AI may also generate compelling content that appears credible simply because it references highly localized information – ” hyperlocal misinformation” — such as the name of the school where a precinct is located or the names of streets and neighborhoods. Some are concerned that people will use AI to create hyperlocal misinformation about conditions at critical polling locations or safety in certain locations on Election Day.

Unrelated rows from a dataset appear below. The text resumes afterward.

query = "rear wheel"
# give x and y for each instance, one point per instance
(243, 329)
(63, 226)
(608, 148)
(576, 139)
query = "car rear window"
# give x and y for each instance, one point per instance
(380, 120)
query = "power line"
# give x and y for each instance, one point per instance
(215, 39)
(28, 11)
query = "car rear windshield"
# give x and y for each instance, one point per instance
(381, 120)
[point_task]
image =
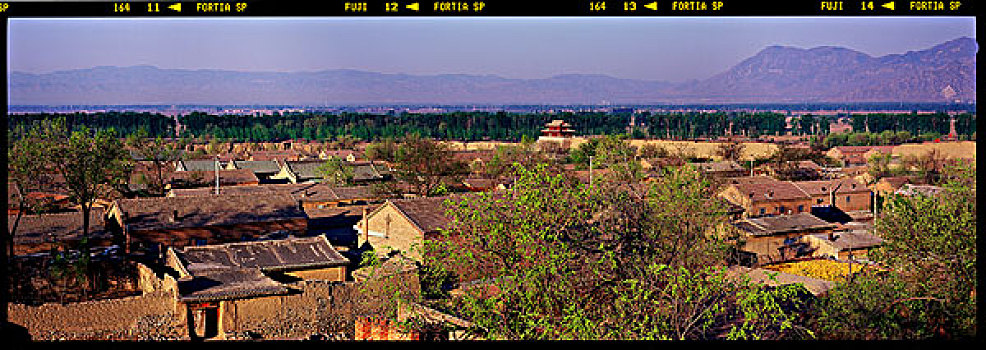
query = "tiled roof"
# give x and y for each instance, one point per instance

The risk is particularly acute given improvements across language groups.
8
Automated Harassment
Bad actors may create harassing content targeting elections administrators, activists, journalists, and other civic leaders and topics for a number of reasons: to intimidate, to reduce the algorithmic distribution of a post by adding large volumes of toxic comments, or to sway opinion during a crisis by appropriating particular hashtags.
9
Cybersecurity of Elections Infrastructure
Experts we spoke with raised concern that generative AI is a boon for social engineering scams, including phishing attacks, raising concerns that AI-enabled audio impersonation could spoof official communications from superiors to poll workers AI capabilities are also expected to enhance malware as fast-evolving code generation and analysis features are increasingly integrated into AI tools.
These developments underscore the urgent need for coordination, prioritization, and accountability across all sectors with stakes in a shared democratic future. The coming months will require policymakers, tech companies, and civil society to take responsible action in the face of evolving social and technological shifts in a critical election year.